The last days of this week are abuzz with anti-war activity. At 12:30 p.m. today, the Hughes-Trigg Student Center will be playing host to a forum about the potential hostilities against Iraq, and I fully intend to be there. Two days later, I will be among those gathered behind Guadalupe Cathedral on Ross, preparing to march to the Kennedy memorial as part of Dallas’ contribution to the global protests occurring that day.
It looks as if I will be joining a contingent of SMU students and faculty, and we fully intend to march together as one of the groups making known its opposition to the Bush administration’s war plans. At the same time, I will be joining a large number of other marchers, both individuals and groups, and while we all have the same desire to see conflict averted, the similarities end there.
I know I will be marching with people I disagree with on some important matters. Such is the nature of any mass popular movement that hopes to make an impact – it has to make just enough room to include members with varying ideologies, and hold it together long enough to achieve its objectives. Anti-war movements, today and in the past, are no different.
I’m not a pacifist, for one thing. “If I can shoot rabbits, then I can shoot fascists,” said a Welshman about to embark on a journey to Spain to participate in that nation’s civil war in 1936, and my feelings are largely similar. At the same time, I have avoided the trap that erstwhile leftist Christopher Hitchens seems to have fallen into, as he voices his support for war as a way to eliminate “Islamofascism” from the planet.
I disagree quite strongly, but not on grounds of a philosophical avoidance of violence under any and all conceivable circumstances.

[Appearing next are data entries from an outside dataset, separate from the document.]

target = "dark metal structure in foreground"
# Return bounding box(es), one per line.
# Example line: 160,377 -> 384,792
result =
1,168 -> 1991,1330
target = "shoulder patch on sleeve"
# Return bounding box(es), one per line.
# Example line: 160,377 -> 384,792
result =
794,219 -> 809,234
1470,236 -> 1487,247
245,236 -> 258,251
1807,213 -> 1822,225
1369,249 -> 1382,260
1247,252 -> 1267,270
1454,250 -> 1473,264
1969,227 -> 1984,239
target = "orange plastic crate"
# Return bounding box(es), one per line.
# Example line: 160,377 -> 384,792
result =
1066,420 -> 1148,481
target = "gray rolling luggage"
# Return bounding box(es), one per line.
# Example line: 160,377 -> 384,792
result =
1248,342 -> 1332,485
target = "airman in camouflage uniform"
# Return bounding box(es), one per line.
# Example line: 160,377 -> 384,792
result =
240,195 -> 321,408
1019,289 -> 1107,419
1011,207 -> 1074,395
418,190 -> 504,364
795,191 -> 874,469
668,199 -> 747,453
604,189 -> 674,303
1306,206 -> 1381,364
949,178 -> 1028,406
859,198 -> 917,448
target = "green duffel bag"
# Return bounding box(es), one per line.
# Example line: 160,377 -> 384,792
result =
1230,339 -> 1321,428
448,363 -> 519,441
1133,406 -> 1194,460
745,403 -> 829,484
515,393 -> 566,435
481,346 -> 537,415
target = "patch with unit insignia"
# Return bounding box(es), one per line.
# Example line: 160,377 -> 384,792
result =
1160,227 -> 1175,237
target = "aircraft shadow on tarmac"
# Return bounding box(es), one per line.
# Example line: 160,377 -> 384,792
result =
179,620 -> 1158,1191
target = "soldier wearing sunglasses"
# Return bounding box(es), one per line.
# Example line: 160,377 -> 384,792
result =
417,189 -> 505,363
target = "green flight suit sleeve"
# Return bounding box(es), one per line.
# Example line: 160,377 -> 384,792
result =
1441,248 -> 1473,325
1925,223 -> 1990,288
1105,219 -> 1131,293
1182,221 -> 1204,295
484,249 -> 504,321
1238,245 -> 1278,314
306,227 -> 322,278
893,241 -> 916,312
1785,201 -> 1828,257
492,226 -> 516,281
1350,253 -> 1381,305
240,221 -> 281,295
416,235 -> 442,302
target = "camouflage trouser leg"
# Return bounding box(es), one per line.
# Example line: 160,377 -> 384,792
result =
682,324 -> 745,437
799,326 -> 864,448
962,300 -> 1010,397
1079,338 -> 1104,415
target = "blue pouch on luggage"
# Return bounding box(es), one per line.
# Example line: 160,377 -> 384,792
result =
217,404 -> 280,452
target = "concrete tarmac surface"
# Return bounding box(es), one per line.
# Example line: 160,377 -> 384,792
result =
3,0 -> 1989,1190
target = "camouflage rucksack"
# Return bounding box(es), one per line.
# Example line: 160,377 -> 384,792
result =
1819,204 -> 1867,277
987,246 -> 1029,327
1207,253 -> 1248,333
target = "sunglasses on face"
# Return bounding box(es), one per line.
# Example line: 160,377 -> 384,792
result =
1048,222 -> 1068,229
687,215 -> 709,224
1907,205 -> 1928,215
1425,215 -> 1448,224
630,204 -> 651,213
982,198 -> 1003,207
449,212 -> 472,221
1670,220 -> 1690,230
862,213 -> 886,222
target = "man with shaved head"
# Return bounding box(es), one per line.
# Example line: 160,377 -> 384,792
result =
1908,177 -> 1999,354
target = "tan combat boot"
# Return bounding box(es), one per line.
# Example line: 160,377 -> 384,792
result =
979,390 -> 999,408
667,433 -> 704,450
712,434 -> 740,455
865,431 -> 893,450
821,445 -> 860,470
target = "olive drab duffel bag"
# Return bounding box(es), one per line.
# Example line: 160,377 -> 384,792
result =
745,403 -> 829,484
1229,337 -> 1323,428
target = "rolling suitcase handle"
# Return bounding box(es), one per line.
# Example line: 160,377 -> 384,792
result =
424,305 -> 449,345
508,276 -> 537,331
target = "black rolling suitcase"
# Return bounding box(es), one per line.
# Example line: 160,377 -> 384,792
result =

My attitude toward war these days is similar to the attitude shared in most countries of the First World. Their militaries are geared toward two distinct tasks. First, they intend to protect their nations from external attack. Second, they aim to provide a suitable contribution to international peacekeeping efforts and police actions, under the auspices of the United Nations.
Thus, First World countries tend to buy only what they need in terms of weaponry, while Third World nations tend to buy all they can afford, and then some. Unilateral military adventurism is mostly a thing of the past, though certain countries with a large amount of “baggage” in the form of dysfunctional former colonies sometimes have their militaries undertake certain actions alone. The French Army is currently in the midst of fighting a little war with rebels in the Ivory Coast, and the Belgian Army has frequently been called into action in the country sometimes known as Zaire.
The United Kingdom also recaptured the Falkland Islands from Argentine invasion in 1982 without international assistance, but all things considered, the citizens of rich countries are not receptive to the idea of independent military action far from home, and their military capabilities reflect this. Military spending is thus kept low, with some interesting results.
When the Eurofighter Typhoon (a state-of-the-art multi-role aircraft designed and built by the UK, Germany, Spain and Italy) is fully in service, it will be the second most capable fighter in the world, after the American F-22 Raptor, also due to enter service fairly soon. The measure of capabilities becomes more complicated when one realizes that the F-22 is set to cost five times more than the Typhoon. I’m not sure of the exact figure, but it’s an astronomical sum of taxpayer money regardless. Additionally, the Typhoon may win some export sales, which is probably out of the question for the F-22. Eurofighter is not alone in the quest for military efficiency.
Advanced fighters from Sweden, France, Russia and Japan all are vastly more cost-effective than America’s current offering. Though some of these countries may protect their defense industries from the marketplace, the American weapons industry is a gargantuan corporate welfare program, sucking away half of every discretionary dollar in the budget, and it simply does not have to be that way.
Keeping a nation’s military capability in check has only a partial effect on the behavior of other nations, and that’s where waging peace enters the picture. It may seem like some sort of silly hippie’s dream, but the world today features several examples of disputes ended and hostilities ceased without one side conquering and absorbing another.
France and Germany, Greece and Turkey, South Africa and the world – each one of these hotspots (the first two going back millennia) was defused through active, but non-violent means, though the last required some crafty subversion. Really, there is no better form of defense.